A companhia também teve um aumento nas despesas financeiras de 57,5%, atingindo R$ 2,39 bilhões. A Raízen cita um “aumento no custo da dívida”, por conta de encargos e despesas bancárias.
A dívida líquida da companhia ao final do trimestre atingiu R$ 38,59 bilhões, aumento de 22,5% em um ano, elevando a alavancagem de 1,9 vez para 3 vezes.

Resultados por segmento
Além disso, a Raízen teve uma queda de rentabilidade nas operações de açúcar e renováveis. A companhia foi impactada pela seca e queimadas em São Paulo, que reduziram a produtividade da cana e aumentaram os custos fixos de produção.
A receita líquida da operação foi de R$ 18,8 bilhões, alta de 35,1% em um ano. Já a margem, que no ano passado foi de 12,4%, caiu para 2,74%, com custos de R$ 18,28 bilhões.

Outro fator foi a queda no desempenho de mobilidade, nome dado pela companhia à distribuição de combustíveis. Nesse caso, o Ebitda ajustado (lucro antes de juros, impostos, depreciação e amortização, descontando também fatores tidos como relevantes pela empresa) teve uma queda de 48,3% na comparação anual, para US$ 109,5 milhões.
O valor foi contabilizado em moeda estrangeira para incluir as operações na Argentina e no Paraguai.
Considerando apenas os negócios no Brasil, por sua vez, o Ebitda normalizado – que inclui ajustes adicionais – recuou 34,8% e atingiu R$ 1,58 bilhão. A empresa citou no balanço um aumento na competição.

Produção e vendas
No universo operacional, a Raízen moeu 77,5 milhões de toneladas de cana no acumulado da safra até agora, queda de 6,9% frente ao mesmo intervalo do ano passado, diante de menor quantidade de matéria prima disponível.
A produtividade agrícola medida em toneladas de cana por hectare caiu 9,6%, para 77,4 t/ha. Já o teor de açúcar total recuperável (ATR) recuou 8,7%, para 10,5 toneladas por hectare.
Na safra até agora, foram produzidas 5,07 milhões de toneladas de açúcar, 12,5% a menos que no acumulado da safra anterior até esse momento. Já a produção total de etanol no acumulado do ano é de 3,11 bilhões de litros, em linha com o ano anterior.
Com isso, o mix de produção ficou em 50% para o adoçante e 50% para o biocombustível. No ano passado, o mix era mais açucareiro, com 53% para o açúcar.
Por sua vez, o etanol de segunda geração (E2G), avançou 97,2% em produção, para 49,7 milhões de litros na safra até dezembro.

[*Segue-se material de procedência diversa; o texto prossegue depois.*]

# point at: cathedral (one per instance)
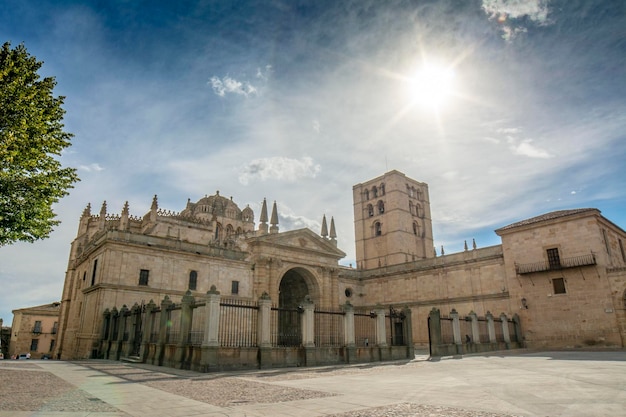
(562, 273)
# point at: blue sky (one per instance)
(297, 101)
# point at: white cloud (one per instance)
(228, 85)
(504, 11)
(526, 148)
(279, 168)
(95, 167)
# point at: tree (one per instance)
(31, 138)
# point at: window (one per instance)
(558, 284)
(193, 280)
(93, 273)
(143, 276)
(606, 242)
(554, 261)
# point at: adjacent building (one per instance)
(562, 273)
(34, 331)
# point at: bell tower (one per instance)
(392, 222)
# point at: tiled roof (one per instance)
(548, 216)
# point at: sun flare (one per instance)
(432, 85)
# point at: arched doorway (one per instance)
(294, 286)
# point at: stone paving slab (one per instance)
(519, 384)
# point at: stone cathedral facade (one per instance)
(563, 273)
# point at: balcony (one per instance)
(575, 262)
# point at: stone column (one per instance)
(434, 332)
(308, 330)
(456, 331)
(475, 331)
(147, 330)
(120, 333)
(264, 336)
(210, 340)
(381, 334)
(348, 332)
(163, 318)
(408, 332)
(491, 327)
(504, 321)
(186, 313)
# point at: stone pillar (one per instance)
(308, 330)
(456, 331)
(147, 330)
(210, 341)
(348, 332)
(504, 321)
(120, 333)
(185, 326)
(475, 332)
(434, 332)
(264, 336)
(491, 327)
(381, 334)
(407, 328)
(163, 318)
(518, 331)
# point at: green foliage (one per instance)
(31, 138)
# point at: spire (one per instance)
(324, 228)
(124, 218)
(153, 208)
(274, 219)
(87, 211)
(333, 233)
(263, 218)
(103, 215)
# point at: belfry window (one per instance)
(193, 280)
(143, 276)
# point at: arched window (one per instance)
(193, 280)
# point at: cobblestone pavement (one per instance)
(543, 385)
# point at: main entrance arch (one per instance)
(295, 285)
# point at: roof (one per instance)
(548, 216)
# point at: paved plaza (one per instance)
(546, 384)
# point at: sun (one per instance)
(431, 85)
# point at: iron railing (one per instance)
(574, 262)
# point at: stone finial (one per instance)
(87, 211)
(274, 219)
(324, 232)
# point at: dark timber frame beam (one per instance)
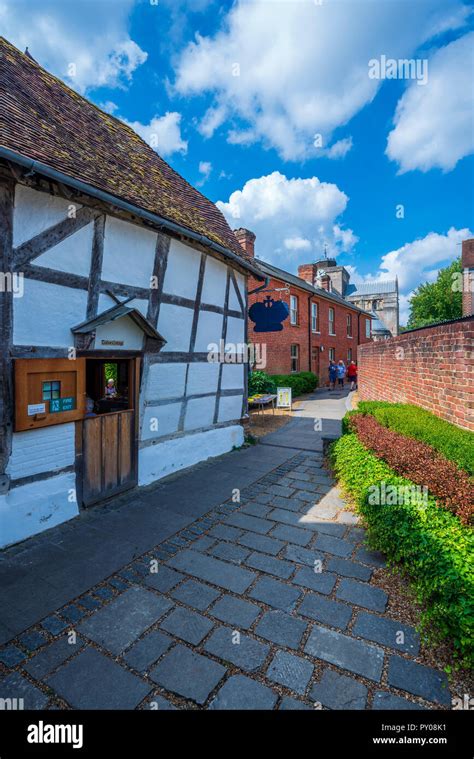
(7, 192)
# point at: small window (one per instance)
(293, 309)
(314, 317)
(349, 325)
(295, 359)
(51, 390)
(331, 322)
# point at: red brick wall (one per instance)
(432, 368)
(467, 262)
(278, 344)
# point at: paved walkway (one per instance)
(182, 596)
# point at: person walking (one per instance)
(352, 375)
(341, 373)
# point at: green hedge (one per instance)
(300, 383)
(452, 442)
(430, 542)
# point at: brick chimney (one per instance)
(246, 239)
(325, 281)
(467, 263)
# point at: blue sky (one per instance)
(272, 108)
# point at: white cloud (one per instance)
(205, 168)
(416, 262)
(434, 123)
(303, 67)
(292, 218)
(91, 36)
(163, 133)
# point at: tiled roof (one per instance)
(372, 288)
(43, 119)
(293, 279)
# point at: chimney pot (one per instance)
(467, 263)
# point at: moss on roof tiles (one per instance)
(43, 119)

De outubro a dezembro, a Raízen vendeu 1,1 milhão de toneladas de açúcar, queda de 10% em um ano, com um preço médio de R$ 2,4 mil por tonelada, 11% menor que no ano passado. Em contrapartida, o volume de etanol vendido subiu 21,4%, totalizando 895 milhões de litros, com um aumento de 9,9% no preço médio, que chegou a R$ 2,8 mil por metro cúbico.
A Raízen ainda negociou 443 mil MWh de energia, queda de 21,7%, mesmo com uma alta de 17,2% no preço médio, que atingiu R$ 300 por MWh.